Es wurde schon erwähnt, daß es Psychologen gibt, welche die Aufmerksamkeit schlechthin mit dem Willen identifizieren. Diese meinen mit dem Wort Aufmerksamkeit nicht die Klarheit und Deutlichkeit, Lebhaftigkeit und Eindringlichkeit von Bewußtseinsinhalten, sondern ein psychisches Phänomen, welches einem Bewußtseinsinhalt eine solch besondere Höhe des Bewußtseinsgrades  verschafft.  Wir haben nun als psychische Tatsachen, die zu einer derartigen Leistung imstande sind, die Aufmerksamkeits motive  kennen gelernt. Es erhebt sich also die Frage: gibt es außer den bisher behandelten Beachtungsmotiven und außer den im einzelnen besprochenen Umständen, durch welche die Wirksamkeit der Beachtungsmotive gesteigert wird, noch andere im Bewußtseinsleben zu suchende Faktoren, durch welche die Aufmerksamkeit (in unserem Sinn) stets oder in gewissen Fällen erregt wird? Ist der sogenannte Wille immer oder doch zuweilen eine motiversetzende bzw. motivergänzende Bedingung des Aufmerkens?

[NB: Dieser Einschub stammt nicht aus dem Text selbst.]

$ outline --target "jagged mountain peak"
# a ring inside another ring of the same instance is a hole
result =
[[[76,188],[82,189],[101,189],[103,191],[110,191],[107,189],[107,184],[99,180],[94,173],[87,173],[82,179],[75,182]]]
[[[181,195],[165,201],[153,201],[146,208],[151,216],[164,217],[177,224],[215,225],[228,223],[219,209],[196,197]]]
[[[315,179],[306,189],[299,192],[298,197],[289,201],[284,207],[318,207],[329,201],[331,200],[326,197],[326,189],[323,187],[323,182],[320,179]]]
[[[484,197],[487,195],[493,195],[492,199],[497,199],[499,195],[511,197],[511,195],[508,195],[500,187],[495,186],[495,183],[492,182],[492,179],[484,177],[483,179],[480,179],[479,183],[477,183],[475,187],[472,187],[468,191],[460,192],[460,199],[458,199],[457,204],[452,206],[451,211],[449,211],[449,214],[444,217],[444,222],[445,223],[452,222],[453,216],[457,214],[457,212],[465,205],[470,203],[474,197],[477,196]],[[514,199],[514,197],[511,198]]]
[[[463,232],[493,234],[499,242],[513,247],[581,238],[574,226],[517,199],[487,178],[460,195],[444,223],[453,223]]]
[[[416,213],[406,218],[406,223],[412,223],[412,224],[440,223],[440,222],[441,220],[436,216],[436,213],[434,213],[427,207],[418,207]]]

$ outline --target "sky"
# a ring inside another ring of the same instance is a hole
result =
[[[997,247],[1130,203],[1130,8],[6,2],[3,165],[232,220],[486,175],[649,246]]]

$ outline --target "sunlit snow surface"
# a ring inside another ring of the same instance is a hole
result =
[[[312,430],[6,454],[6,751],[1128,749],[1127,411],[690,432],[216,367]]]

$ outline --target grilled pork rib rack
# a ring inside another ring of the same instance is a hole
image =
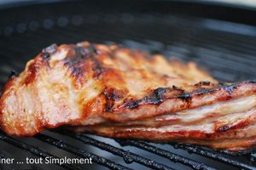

Eine bejahende oder verneinende Antwort auf diese Frage zu geben, hat nun natürlich keinen Sinn, solange man nicht sagt, was man eigentlich unter dem Willen versteht. Der Versuch, das Problem vom Verhältnis des Willens zur Klarheit und Deutlichkeit der Vorstellungen und Gedanken dadurch zu lösen, daß man die Ursache dieser Klarheit und Deutlichkeit eben Wille nennt, scheint freilich sehr einfach und einwandfrei. Aber dann darf man mit dem Wort "Wille" nicht gleichzeitig die Bedeutung verbinden, die uns vom gewöhnlichen Sprachgebrauch her geläufig ist. Dann bedeutet dieser Begriff nicht irgendwelche Gefühlszustände, ein eigenartiges Strebungsbewußtsein, ein Bewußtsein der Stellungnahme des Ich und Ähnliches. Dann darf man aber auch nicht an die Willenshandlung denken, die uns aus den Erfahrungen des praktischen Lebens so bekannt ist, an die besonderen Erlebnisse der Überlegung, des Entschlusses usw,; denn niemand wird behaupten wollen, daß  jedem  zu höheren Bewußtseinsgraden aufsteigenden Bewußtseinsinhalt derartige Erscheinungen vorausgehen. Die Identifizierung des Willens mit der Ursache der Klarheit und Deutlichkeit von Vorstellungen und Gedanken beruht also auf einer ganz willkürlichen und eben deshalb unzweckmäßigen Definition des Willens. (2)

Hingegen unterscheiden wir doch schon im gewöhnlichen Sprachgebrauch zwischen willkürlicher und unwillkürlicher Aufmerksamkeit. Es scheint also, als müsse man bei der  ersteren  eine Wirksamkeit des Willens annehmen können, ohne mit der herkömmlichen Bedeutung des Wortes  Wille  in Konflikt zu kommen. Auf den ersten Blick sieht man in der Tat nicht ein, was dagegen eingewendet werden soll, wenn ein Psychologe etwa annimmt, daß beim Erlebnis willkürlichen Aufmerksamkeit bestimmte Gefühlszustände, ein eigenartiges Strebungs- oder Aktivitätsbewußtsein, ein Bewußtsein der Stellungnahme des Ich die Beachtung bedingen. Aber diese Betrachtungsweise ist doch falsch.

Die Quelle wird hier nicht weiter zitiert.